The partners are Shell Production and Development Company, Total and ENI.
The Group Managing Director of NNPC, Malam Mele Kyari disclosed this at the FID Ceremony in Abuja on Friday.
“Today is a great day for our country and it means two things for us. First, what is known to all is that this is Train 7 FID day. We and our partner, Shell, Total, Eni have agreed to proceed with the FID for the NLNG Train 7 today.
“What this means is that we are going to put in place a project that would ultimately deliver at least 20 billion dollars of net revenue to the federation.
“It will create at least 10,000 direct jobs and also create 40,000 indirect jobs for this country.
“Not only that, it also signifies that is renewed confidence of international investors, particularly our partners which we have known for long time to still agree to put money back into this country, ” he said
According to him, the FID will take the country forward and strengthen NNPC’s relationship with the partners going forward.
“For us, it is a show of confidence in our country, and not only that, it is also a show of confidence on Mr President’s determination to put value to this country and to lead the country with example.
“This will make investors put their money into this country.
“For NNPC, our desires are met. We are convinced about doing things right and doing things transparently, with accountability to our shareholders, which include about 200 million Nigerians that we know.”
He further noted that FID on NLNG train 7 would open way for many things to happen, adding that there was the need for more values to be brought into the nation’s economy.

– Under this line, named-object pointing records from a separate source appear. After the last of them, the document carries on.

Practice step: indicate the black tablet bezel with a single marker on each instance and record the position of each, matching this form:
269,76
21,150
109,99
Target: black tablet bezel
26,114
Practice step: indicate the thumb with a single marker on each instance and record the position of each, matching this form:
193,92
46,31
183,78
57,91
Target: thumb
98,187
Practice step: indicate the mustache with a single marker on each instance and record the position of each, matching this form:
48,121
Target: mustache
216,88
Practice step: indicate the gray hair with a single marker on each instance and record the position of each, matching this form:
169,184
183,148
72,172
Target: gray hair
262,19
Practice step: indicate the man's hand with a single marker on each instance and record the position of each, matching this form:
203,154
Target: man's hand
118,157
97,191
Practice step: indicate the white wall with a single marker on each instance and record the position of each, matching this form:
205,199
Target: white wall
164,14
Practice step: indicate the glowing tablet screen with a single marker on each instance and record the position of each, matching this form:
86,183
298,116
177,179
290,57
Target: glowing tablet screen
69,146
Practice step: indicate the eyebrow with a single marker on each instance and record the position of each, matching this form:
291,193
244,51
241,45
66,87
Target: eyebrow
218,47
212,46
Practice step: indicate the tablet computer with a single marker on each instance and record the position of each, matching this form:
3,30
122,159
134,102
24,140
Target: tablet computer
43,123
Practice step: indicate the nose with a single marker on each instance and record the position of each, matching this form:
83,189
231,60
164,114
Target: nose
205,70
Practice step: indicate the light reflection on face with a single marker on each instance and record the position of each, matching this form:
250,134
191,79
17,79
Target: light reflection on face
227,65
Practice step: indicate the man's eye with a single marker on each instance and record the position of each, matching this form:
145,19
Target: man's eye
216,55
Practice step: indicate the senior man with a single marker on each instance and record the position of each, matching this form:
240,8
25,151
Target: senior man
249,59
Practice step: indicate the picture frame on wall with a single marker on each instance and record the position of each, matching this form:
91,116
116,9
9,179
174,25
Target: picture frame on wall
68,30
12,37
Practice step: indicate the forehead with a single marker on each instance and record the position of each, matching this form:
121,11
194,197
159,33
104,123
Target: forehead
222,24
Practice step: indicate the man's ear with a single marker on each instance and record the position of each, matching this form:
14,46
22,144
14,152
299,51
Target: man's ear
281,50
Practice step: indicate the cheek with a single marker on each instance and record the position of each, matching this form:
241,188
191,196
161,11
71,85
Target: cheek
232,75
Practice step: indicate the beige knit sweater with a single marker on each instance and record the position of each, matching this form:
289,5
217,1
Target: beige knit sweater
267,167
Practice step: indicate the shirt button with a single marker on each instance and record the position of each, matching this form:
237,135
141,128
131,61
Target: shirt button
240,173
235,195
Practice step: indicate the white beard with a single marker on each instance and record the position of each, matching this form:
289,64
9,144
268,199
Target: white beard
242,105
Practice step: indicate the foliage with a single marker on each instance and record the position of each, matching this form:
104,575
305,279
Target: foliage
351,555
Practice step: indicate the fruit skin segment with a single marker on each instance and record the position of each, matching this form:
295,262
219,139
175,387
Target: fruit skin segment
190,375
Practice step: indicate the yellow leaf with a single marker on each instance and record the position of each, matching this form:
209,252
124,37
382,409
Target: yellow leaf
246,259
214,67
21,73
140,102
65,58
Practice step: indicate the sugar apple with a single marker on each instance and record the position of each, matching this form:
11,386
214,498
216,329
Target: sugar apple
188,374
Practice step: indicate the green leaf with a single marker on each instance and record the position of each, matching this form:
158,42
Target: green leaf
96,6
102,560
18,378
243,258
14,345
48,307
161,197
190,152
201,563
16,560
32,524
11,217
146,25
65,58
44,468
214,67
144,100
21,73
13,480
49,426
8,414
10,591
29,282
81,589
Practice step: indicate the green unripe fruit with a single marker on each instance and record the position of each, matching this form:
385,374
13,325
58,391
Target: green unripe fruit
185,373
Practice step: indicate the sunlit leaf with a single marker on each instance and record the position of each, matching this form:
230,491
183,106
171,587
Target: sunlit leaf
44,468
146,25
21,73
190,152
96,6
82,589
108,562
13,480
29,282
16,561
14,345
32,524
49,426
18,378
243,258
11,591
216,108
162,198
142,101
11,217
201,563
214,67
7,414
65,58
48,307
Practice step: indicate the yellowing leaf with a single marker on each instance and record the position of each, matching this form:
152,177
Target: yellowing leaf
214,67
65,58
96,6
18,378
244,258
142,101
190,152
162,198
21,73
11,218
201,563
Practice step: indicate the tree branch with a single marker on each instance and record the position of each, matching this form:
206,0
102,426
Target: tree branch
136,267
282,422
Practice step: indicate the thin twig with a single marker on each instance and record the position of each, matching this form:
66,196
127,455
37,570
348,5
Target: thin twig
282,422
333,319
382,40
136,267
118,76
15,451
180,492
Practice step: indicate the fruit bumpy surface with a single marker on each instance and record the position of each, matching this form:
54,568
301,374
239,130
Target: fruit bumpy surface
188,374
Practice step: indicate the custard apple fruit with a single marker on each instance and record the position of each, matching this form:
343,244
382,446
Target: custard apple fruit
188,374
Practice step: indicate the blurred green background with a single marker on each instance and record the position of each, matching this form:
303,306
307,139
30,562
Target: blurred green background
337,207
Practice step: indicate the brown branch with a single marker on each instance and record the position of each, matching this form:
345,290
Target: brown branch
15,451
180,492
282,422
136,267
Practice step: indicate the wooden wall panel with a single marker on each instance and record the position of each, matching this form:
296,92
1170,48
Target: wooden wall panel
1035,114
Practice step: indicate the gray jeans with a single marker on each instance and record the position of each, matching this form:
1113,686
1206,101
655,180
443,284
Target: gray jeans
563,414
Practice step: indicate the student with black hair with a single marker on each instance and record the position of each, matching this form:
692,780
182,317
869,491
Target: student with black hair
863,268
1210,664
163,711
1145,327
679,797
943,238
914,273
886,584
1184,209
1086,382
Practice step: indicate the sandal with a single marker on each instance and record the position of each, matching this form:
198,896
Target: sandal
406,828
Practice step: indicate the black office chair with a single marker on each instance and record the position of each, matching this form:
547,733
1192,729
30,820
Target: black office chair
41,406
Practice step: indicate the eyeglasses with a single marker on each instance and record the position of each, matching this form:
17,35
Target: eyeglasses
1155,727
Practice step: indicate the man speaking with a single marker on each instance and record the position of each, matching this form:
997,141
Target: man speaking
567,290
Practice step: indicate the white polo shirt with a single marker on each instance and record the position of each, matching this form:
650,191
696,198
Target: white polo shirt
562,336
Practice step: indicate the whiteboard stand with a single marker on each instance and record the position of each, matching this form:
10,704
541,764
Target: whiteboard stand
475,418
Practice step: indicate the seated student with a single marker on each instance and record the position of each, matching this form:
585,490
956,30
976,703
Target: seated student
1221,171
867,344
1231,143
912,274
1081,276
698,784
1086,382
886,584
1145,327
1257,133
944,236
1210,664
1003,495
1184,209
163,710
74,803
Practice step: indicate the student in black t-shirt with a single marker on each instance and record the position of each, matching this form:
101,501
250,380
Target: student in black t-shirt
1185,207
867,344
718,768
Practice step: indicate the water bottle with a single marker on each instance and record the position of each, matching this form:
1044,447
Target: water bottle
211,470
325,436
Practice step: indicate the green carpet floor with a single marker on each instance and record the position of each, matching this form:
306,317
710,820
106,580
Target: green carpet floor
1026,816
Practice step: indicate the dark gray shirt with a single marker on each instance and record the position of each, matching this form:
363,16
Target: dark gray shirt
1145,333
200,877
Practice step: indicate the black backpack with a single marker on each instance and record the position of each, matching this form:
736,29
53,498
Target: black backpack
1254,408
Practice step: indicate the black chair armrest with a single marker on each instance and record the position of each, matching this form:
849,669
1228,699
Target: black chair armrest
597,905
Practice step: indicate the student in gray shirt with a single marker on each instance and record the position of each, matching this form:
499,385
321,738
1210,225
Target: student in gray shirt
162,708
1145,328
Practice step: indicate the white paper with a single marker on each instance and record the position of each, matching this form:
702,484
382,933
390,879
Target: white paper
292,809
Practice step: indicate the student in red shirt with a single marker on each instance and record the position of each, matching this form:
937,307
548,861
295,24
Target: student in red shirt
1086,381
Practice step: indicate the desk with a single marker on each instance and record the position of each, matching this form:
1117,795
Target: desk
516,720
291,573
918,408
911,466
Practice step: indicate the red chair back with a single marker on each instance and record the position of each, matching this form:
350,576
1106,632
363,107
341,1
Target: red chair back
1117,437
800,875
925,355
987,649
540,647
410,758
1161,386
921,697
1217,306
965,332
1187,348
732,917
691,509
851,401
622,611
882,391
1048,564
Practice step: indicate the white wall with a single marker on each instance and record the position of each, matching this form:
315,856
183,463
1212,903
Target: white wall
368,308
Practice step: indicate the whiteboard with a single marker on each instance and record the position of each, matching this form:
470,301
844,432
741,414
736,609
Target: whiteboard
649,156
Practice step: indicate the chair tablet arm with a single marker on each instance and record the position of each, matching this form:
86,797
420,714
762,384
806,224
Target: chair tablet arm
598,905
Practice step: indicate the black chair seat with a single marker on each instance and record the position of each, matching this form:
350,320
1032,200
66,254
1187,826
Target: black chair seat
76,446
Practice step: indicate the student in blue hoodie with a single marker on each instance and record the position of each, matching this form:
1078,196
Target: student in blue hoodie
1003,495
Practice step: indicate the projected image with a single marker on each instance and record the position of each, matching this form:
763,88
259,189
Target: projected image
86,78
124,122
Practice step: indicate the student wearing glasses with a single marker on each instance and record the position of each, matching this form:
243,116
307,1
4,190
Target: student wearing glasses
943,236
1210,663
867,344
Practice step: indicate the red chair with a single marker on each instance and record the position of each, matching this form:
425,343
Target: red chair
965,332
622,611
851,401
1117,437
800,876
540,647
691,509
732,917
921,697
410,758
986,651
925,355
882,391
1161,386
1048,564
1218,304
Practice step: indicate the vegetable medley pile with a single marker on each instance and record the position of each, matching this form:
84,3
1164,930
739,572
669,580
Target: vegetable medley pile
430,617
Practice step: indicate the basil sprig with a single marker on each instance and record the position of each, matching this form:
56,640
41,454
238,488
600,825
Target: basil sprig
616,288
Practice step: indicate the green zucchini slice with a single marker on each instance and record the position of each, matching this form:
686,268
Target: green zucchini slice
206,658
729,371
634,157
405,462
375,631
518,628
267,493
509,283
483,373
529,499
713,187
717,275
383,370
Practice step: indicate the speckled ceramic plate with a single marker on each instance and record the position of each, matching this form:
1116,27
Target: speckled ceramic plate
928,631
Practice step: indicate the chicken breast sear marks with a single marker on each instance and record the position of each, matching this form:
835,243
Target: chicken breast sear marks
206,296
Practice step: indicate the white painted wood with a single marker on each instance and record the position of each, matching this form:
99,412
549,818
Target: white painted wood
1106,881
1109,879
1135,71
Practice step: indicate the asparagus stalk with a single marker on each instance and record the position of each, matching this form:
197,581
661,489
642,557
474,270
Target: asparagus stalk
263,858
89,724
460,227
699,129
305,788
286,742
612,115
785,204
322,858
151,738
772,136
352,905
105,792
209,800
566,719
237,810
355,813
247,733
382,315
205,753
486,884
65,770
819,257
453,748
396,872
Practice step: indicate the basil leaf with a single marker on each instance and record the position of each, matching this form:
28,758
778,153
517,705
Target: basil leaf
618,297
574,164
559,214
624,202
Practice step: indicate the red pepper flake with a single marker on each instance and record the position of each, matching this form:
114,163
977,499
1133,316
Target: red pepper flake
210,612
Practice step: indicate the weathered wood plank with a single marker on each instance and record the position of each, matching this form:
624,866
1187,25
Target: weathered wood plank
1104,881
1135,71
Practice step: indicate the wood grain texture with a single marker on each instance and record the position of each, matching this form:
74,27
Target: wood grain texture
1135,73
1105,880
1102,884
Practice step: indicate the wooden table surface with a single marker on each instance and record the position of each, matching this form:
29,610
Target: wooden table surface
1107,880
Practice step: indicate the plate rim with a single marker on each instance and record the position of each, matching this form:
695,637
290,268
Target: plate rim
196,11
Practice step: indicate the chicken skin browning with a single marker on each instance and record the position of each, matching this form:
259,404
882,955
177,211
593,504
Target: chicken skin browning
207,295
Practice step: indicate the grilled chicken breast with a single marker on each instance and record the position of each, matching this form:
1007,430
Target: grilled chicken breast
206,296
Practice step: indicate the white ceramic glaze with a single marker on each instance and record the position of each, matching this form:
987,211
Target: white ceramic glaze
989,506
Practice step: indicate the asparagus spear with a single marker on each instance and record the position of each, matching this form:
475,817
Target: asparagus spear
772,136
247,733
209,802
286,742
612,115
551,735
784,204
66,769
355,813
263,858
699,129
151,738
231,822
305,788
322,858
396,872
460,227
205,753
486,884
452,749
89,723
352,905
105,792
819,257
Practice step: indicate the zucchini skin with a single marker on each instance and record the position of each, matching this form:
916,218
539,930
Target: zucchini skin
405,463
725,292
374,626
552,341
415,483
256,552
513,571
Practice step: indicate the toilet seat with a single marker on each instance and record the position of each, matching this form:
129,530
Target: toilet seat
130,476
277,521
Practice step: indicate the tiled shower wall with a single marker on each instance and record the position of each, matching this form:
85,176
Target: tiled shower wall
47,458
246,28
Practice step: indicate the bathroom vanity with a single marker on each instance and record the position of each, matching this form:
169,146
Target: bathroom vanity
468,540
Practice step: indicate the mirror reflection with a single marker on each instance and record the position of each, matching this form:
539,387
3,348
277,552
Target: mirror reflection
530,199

“NNPC with our partners, we would work together to bring in more projects that would add value to this country in the upstream, in the gas sector and particularly in the midstream processing initiative.
“I would like to thank all the shareholders that in spite all the challenges, we were able to come together to come to this decision.
“We are very proud to be Nigerians today. We know that this would work; it is delayed, but this would work. Mr President’s directive is that we take it to Train 12.
“We have all committed to doing everything possible to take the next step so that we can make further progress, Train 8, 9, 10, 11, until we get to 12, and as soon as possible,” he said.
Mr Henry Bristol of Shell said “we are delighted to support this project and the opportunity it presents to Nigeria, we are also excited for the opportunity it presented for our partnership with this country.”
Also speaking, Mr Mike Sangster of Total said the company was proud to be doing business with Nigeria.
“This is a great and fantastic project for Nigeria, we are very pleased to be part of the decision on train 7.
“I want to thank the minister of state and the President for all the support which made us to achieve this decision we have taken today,” he said.
Mr Alessandro Tiani of ENI pledged his company commitment to the project to ensure its success.
In his remarks, Mr Tony Attah, the Managing Director of NLNG said that beyond domestic gas, Train 7 was a global response to what the market had been doing.
“In today’s reality, we are lagging behind as a country and as a company. We did a very basic analysis to compare resource to capacity and we just saw that the opportunities for Nigeria have not really started.
“We were just 24 months behind Qatar when we started in 1999, but today, Qatar has got 77 million tonnes and we have 22 million tonnes. Train 7 would add another eight million tonnes to take us to 30 million tonnes,” he said
News Agency of Nigeria (NAN) reports that Train 7 Project will increase NLNG production by 35 per cent and its competitiveness in the global LNG market.
This decision allows the expansion to increase the capacity of NLNG’s six-train plant from the extant 22 Million Tonnes Per Annum (MTPA) to 30 MTPA.
This is with the award of contracts for the engineering, procurement and construction activities which follows the closure of bank and Export Credit Agency (ECA) financing.
The finalisation of some key supporting commercial agreements are expected in early 2020.